The output binary will be located at build/src/startle.

Usage

To run startle, simply execute the binary.

$ startle 
Usage: startle [--help] [--version] {large,small}

Optional arguments:
  -h, --help     shows help message and exits 
  -v, --version  prints version information and exits 

Subcommands:
  large         Solves the star homoplasy LARGE parsimony problem.
  small         Solves the star homoplasy SMALL parsimony problem.

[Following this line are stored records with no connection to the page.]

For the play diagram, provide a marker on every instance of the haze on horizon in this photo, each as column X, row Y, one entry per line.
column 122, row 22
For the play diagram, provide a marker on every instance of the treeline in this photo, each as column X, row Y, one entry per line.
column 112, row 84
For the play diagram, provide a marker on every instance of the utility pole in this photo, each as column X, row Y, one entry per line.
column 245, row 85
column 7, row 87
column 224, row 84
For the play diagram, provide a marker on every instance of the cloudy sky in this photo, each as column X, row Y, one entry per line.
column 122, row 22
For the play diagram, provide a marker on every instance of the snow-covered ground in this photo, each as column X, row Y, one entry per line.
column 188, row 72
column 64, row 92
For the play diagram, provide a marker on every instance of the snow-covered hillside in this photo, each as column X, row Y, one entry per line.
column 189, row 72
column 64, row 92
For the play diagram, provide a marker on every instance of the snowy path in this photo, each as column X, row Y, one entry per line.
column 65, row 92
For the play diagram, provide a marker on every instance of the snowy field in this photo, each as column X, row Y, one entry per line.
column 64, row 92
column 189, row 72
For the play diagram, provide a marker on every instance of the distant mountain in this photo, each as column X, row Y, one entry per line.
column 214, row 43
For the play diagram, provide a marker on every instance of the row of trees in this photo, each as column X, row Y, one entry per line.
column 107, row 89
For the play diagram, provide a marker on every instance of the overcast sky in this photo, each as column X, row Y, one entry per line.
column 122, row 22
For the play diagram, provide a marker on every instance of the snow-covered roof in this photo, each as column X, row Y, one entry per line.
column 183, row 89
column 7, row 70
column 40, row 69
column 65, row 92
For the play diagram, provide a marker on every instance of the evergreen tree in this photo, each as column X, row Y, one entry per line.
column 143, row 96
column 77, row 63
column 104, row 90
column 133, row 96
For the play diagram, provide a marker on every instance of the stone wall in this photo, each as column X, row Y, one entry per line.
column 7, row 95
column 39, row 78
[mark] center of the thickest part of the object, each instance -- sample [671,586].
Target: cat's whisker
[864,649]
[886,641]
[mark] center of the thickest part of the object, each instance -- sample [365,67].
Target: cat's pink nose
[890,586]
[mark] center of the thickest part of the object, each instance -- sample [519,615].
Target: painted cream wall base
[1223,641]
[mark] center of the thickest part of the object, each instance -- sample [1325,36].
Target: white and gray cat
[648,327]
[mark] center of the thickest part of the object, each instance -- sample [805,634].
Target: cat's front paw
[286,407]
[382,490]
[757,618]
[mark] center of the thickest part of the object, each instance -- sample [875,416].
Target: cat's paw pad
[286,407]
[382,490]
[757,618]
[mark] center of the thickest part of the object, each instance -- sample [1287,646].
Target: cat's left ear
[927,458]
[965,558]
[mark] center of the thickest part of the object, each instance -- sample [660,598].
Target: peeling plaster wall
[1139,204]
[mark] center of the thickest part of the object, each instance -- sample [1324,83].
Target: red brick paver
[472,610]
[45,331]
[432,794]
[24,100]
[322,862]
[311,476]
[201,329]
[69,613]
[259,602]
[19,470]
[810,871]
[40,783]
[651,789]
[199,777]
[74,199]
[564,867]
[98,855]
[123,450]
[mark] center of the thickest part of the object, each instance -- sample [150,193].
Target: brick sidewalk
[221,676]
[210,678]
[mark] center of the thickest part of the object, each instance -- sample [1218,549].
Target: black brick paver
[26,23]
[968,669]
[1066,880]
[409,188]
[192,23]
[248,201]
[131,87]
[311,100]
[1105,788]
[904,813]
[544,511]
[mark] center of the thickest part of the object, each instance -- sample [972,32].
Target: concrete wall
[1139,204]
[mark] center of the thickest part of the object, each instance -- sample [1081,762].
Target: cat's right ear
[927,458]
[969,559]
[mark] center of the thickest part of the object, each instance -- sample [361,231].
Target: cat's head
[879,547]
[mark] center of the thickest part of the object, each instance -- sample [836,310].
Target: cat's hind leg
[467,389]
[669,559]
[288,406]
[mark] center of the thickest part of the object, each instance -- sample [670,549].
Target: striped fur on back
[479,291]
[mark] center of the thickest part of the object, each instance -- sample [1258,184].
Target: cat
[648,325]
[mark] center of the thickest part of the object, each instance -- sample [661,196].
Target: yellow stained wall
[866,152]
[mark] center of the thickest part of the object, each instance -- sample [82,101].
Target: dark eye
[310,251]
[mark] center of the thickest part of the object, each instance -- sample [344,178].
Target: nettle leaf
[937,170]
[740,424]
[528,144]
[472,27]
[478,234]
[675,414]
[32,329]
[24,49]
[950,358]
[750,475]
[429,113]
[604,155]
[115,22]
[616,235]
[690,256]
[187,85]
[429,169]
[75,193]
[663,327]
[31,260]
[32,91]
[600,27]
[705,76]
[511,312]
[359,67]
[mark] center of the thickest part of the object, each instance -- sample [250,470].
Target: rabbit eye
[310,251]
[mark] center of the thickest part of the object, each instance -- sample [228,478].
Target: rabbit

The tool contains algorithms for the star homoplasy SMALL and LARGE parsimony problems, available using the sub-commands small and large.

Input format

Both algorithms implemented in startle require several files. In particular, startle requires a character_matrix file as a CSV, a mutation_prior file as a CSV, and a tree as Newick file. An example character matrix and mutation prior file can be found in examples under the names examples/n100_m30_d0.2_s0_p0.2_character_matrix.csv and examples/n100_m30_d0.2_s0_p0.2_mutation_prior.csv.

For the small parsimony algorithm, we compute the maximum parsimony score of the input tree under the star homoplasy model. For the large parsimony algorithm, the tree is the seed to start the stochastic search in startle. The seed tree can be obtained from any algorithm, but for convenience, we have attached a script script/nj.py that generates a seed tree using neighbor joining and a character_matrix.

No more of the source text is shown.